また、うつぶせ時間をとることは、絶壁などといった頭のカタチの対策にも良い、というのは以前にも書きました。
(記事:頭のカタチ【Vol.3】”様子を見て”と言われた時、ひとまず家でできること。ドーナツ枕は使わないで。

SIDSの対策として、どれくらいうつぶせの時間をとったらいいかは、決まった見解がありません。
が、頭のカタチ対策としては、1日3~30分くらい、うつぶせの時間がとれたらいいのでは、という見解があるので、一つの参考になるかもしれません。(Dtsch Arztebl Int. 2017 Aug 7;114(31-32):535-542)


いかがでしょうか。


やはりうつぶせや横向きといった姿勢は、あお向け寝とくらべると、SIDSのリスクが高そうです。しかし、赤ちゃんが寝返ってしまう。

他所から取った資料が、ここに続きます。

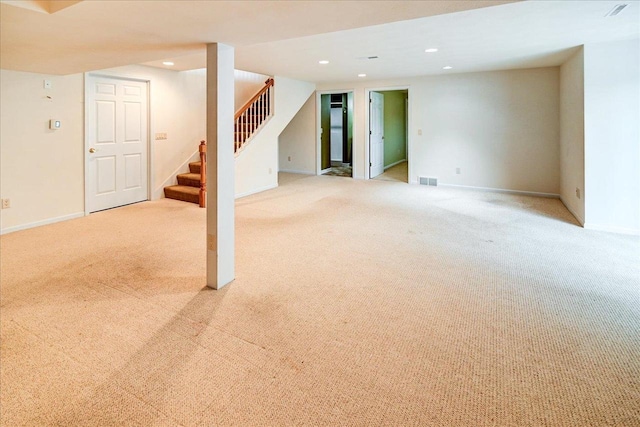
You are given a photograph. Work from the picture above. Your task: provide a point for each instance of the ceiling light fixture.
(616, 9)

そんなときは、ほかの睡眠環境をしっかり安全に整えてあげて、寝返っても仕方ない!良しとしよう!という見解でした。
(もちろんできれば1歳までは、あお向けでなるべく寝られれば、それにこしたことはないです。)

いつ呼吸が死ぬか・止まるか・・・とビクビクしながら寝ている赤ちゃんを見続けて寝不足になるよりも、起きている間に、ママやパパのお腹の上に、赤ちゃんをうつぶせにしながら、tummy timeを楽しむ=SIDS対策としてできることをする

そんな時間の使い方を、無理なくしていただけたらうれしいです。